Temel Kavramlar
Spacerini simplifies the deployment of search engines by integrating Pyserini with Hugging Face, enabling easy access to state-of-the-art retrieval models.
Özet
Abstract:
Spacerini integrates Pyserini with Hugging Face for interactive search engines.
Enables effortless construction and deployment of search interfaces.
Introduction:
Data commoditization transforms ML and NLP, emphasizing large language models.
Spacerini aids in understanding and validating research through qualitative analysis.
Background and Related Work:
Large-scale text datasets proliferate in NLP, necessitating data understanding and governance.
Spacerini:
Modular framework streamlining indexing, preprocessing, indexing, and deployment of search interfaces.
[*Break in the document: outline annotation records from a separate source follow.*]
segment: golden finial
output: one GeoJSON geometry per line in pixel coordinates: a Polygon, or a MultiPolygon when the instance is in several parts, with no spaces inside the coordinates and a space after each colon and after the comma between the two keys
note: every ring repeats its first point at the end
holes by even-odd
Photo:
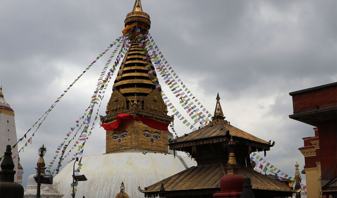
{"type": "Polygon", "coordinates": [[[2,94],[2,86],[0,87],[0,98],[3,98],[3,94],[2,94]]]}
{"type": "Polygon", "coordinates": [[[125,192],[125,188],[124,187],[124,183],[122,182],[122,184],[120,185],[120,192],[117,194],[116,198],[128,198],[129,196],[125,192]]]}
{"type": "Polygon", "coordinates": [[[36,173],[38,174],[39,170],[39,167],[41,167],[41,174],[46,174],[45,170],[47,167],[45,167],[46,163],[45,163],[45,160],[43,159],[43,156],[45,155],[46,152],[47,151],[47,148],[45,147],[45,145],[43,144],[42,147],[39,148],[39,160],[38,160],[38,162],[36,163],[37,168],[35,168],[36,169],[36,173]]]}
{"type": "Polygon", "coordinates": [[[132,9],[133,12],[142,12],[143,8],[142,8],[142,3],[140,2],[140,0],[136,0],[135,2],[135,5],[133,6],[133,9],[132,9]]]}
{"type": "Polygon", "coordinates": [[[228,143],[229,148],[229,153],[228,155],[228,162],[227,162],[226,170],[227,175],[233,175],[237,174],[237,163],[236,158],[234,153],[235,150],[235,143],[233,141],[233,138],[230,137],[230,141],[228,143]]]}
{"type": "Polygon", "coordinates": [[[213,119],[224,119],[225,117],[224,115],[223,109],[221,108],[221,104],[220,104],[220,97],[219,97],[219,93],[218,93],[216,99],[217,100],[217,104],[215,105],[214,116],[213,117],[213,119]]]}
{"type": "MultiPolygon", "coordinates": [[[[150,20],[150,15],[143,11],[140,0],[136,0],[132,11],[126,14],[126,18],[124,21],[124,27],[127,29],[132,28],[135,26],[141,27],[145,30],[150,29],[151,24],[150,20]]],[[[127,29],[123,30],[122,31],[123,34],[125,34],[127,30],[127,29]]]]}
{"type": "Polygon", "coordinates": [[[295,164],[295,179],[296,179],[297,177],[301,177],[300,174],[299,174],[299,170],[298,170],[298,166],[299,165],[297,163],[297,162],[296,162],[296,164],[295,164]]]}

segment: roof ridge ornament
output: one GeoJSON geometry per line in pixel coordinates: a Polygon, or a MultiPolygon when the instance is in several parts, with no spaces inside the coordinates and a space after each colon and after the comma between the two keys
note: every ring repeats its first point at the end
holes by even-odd
{"type": "Polygon", "coordinates": [[[215,105],[215,110],[214,110],[214,116],[212,117],[212,120],[221,119],[224,120],[226,117],[224,115],[223,109],[221,108],[221,104],[220,104],[220,97],[219,97],[219,93],[218,93],[217,96],[217,104],[215,105]]]}

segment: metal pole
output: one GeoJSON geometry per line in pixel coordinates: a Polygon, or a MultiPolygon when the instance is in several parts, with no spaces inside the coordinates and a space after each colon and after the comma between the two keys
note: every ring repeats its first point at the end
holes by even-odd
{"type": "Polygon", "coordinates": [[[41,186],[41,166],[40,164],[38,164],[38,188],[37,191],[36,192],[36,198],[40,198],[40,188],[41,186]]]}
{"type": "Polygon", "coordinates": [[[74,162],[74,166],[72,168],[72,198],[75,198],[75,164],[78,160],[78,157],[76,157],[74,162]]]}

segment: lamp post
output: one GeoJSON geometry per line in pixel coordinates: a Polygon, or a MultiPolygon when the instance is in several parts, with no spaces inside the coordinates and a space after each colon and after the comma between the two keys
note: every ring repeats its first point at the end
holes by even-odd
{"type": "Polygon", "coordinates": [[[85,177],[84,175],[75,175],[75,164],[76,163],[76,162],[78,161],[78,157],[76,157],[74,162],[74,166],[72,168],[72,194],[71,194],[72,198],[75,198],[75,184],[77,184],[78,182],[87,180],[87,178],[85,177]]]}
{"type": "Polygon", "coordinates": [[[38,161],[37,163],[37,166],[38,166],[38,178],[37,178],[37,183],[38,183],[38,188],[37,188],[37,190],[36,192],[36,198],[40,198],[40,187],[41,186],[41,167],[43,165],[44,167],[45,166],[45,161],[43,160],[43,156],[45,155],[45,154],[46,154],[46,152],[47,152],[47,148],[45,147],[45,145],[43,144],[42,145],[42,147],[40,147],[39,148],[39,155],[40,156],[40,158],[39,158],[39,160],[38,161]],[[42,159],[42,160],[41,160],[40,159],[42,159]]]}

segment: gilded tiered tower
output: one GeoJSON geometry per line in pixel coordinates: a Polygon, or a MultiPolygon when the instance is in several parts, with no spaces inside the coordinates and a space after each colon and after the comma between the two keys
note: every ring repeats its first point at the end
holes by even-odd
{"type": "Polygon", "coordinates": [[[114,81],[107,115],[101,116],[102,126],[119,122],[116,128],[105,127],[106,152],[131,149],[167,152],[164,143],[169,135],[167,125],[173,117],[167,115],[167,106],[156,88],[158,85],[151,80],[157,78],[155,68],[136,38],[135,27],[145,34],[151,25],[150,16],[143,12],[140,0],[136,0],[124,23],[126,29],[134,28],[129,35],[130,48],[114,81]],[[144,53],[150,67],[143,60],[144,53]]]}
Use Cases and Demonstrations:
Benefits NLP researchers, IR researchers, linguists, digital humanists, IR students, shared task organizers, tech journalists.
Limitations and Future Plans:
Disk space limit on Hugging Face Spaces is a constraint; planned improvements include better documentation.
Conclusion:
Spacerini facilitates quick deployment of template-based search indexes for qualitative dataset exploration.
İstatistikler
"We demonstrate a portfolio of 13 search engines created with Spacerini for different use cases."
"The disk space limit imposed by Hugging Face Spaces is currently set to 50 GB for the free tier."